As I pin basted the Calendar BOM, it was hard to come up with an idea for quilting it. Long ago, I might have planned to hand quilt, but time and skills doesn't allow for that now. I ran an echo stitch along the sashing sides & it looks great.
Its a smaller throw, almost a wall hanging (which it could be if I had wall space) so it was easily manipulated under the home machine. I love how it looks.
Then I went onto to another UFO, the potholder. Hard to see the chunk of fabric that got caught in the machine, but this whole piece needs re-doing. Its on the lower corner of the green. There isn't much about this project that I liked. It didn't 'spark joy' and I thought that rather than spend one more minute on it, it went into my trash can.
Life is just too short to diddle with something that isn't working for me.
The next one for this day was a Pillow Rock or Rock Pillow or Tombstone. Years ago, I found stoney fabric among the scraps and thought about making a pillow. I got the embroidery done on it and then it became a UFO. Finished now. Even though I am working on and finishing UFOs, there are some I am resisting. However, because I am being stubborn a bit, I am avoiding the start of anything new in order to get these done. Stubborn. I admit it.

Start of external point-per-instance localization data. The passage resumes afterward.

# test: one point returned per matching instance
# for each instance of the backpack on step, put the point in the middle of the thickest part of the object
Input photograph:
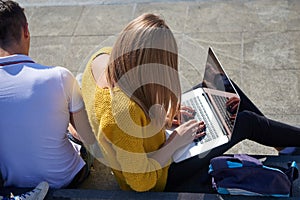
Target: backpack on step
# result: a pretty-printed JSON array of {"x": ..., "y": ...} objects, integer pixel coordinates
[{"x": 241, "y": 174}]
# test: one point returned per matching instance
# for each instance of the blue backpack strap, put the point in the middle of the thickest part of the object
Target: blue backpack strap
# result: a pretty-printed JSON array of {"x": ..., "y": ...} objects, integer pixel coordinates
[{"x": 237, "y": 160}]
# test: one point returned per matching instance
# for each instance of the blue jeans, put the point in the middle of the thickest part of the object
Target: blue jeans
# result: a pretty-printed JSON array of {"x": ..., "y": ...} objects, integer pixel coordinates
[{"x": 250, "y": 124}]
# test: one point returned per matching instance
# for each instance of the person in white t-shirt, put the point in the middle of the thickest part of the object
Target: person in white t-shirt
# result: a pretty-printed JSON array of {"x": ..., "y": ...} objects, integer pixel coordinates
[{"x": 37, "y": 104}]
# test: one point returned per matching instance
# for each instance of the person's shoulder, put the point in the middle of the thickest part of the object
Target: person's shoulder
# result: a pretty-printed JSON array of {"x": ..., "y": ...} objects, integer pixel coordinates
[{"x": 122, "y": 105}]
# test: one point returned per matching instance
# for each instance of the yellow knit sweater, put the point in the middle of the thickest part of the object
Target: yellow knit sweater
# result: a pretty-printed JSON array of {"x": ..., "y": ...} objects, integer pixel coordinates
[{"x": 118, "y": 125}]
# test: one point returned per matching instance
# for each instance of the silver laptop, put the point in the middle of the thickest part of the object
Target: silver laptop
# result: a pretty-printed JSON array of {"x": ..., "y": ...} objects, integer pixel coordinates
[{"x": 209, "y": 102}]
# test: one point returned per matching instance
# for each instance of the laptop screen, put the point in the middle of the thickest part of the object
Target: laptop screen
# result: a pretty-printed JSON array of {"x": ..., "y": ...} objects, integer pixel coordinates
[
  {"x": 216, "y": 79},
  {"x": 215, "y": 76}
]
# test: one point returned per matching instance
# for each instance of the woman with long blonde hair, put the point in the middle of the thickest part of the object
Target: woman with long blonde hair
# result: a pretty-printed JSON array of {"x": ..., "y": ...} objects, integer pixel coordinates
[{"x": 132, "y": 94}]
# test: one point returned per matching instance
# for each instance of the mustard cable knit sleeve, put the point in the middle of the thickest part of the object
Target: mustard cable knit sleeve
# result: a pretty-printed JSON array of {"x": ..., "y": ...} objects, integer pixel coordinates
[{"x": 132, "y": 144}]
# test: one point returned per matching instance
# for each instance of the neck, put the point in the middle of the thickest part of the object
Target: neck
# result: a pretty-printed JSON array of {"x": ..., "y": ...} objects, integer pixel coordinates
[{"x": 11, "y": 51}]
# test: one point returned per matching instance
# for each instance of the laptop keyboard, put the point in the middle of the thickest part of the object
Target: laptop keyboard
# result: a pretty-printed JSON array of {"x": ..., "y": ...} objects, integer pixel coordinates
[
  {"x": 201, "y": 115},
  {"x": 221, "y": 104}
]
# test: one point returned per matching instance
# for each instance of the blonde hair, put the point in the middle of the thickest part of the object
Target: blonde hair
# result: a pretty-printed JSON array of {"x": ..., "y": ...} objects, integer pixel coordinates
[{"x": 144, "y": 64}]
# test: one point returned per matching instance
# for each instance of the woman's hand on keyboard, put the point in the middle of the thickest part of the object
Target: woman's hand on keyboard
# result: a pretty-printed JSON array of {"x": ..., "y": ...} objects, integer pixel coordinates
[{"x": 187, "y": 132}]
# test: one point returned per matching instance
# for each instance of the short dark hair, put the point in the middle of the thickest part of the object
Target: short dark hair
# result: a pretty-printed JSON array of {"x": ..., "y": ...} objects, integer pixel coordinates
[{"x": 12, "y": 20}]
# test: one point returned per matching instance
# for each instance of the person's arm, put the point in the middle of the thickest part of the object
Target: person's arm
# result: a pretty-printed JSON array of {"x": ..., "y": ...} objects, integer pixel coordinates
[
  {"x": 182, "y": 135},
  {"x": 83, "y": 129}
]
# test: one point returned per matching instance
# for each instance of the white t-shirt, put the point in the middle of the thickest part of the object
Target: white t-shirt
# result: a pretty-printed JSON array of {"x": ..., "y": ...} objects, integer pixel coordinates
[{"x": 35, "y": 106}]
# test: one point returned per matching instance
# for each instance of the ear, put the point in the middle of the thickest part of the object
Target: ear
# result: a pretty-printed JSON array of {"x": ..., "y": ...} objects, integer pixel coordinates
[{"x": 26, "y": 31}]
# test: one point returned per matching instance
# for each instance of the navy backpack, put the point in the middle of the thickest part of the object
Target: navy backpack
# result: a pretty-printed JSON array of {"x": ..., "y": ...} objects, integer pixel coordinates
[{"x": 241, "y": 174}]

The class I am taking, the readings and the assignments are helping me to think differently about what I want in my life. This month's topic is on the Ego. The first application is all about making lists of desires, aversions, loves and hates, all strong words for list headers. Now that time brought me into this stage of my life, I don't resonate with such lists. However, that Japanese author of Tidying books is the one I am actually working with even more.
I have always wanted to live more minimally and while I have taken many steps to do so, her theory is making more sense to me right now. It helped me see that I didn't want to keep struggling with the potholder. I didn't have to make my pillow perfect, just get it done so it could serve me when I sit in the wooden chair in the morning. It is a little ruffly and that is OK.
These items are not important in the greater scheme of things. What might be important is the comfort and joy they bring to me.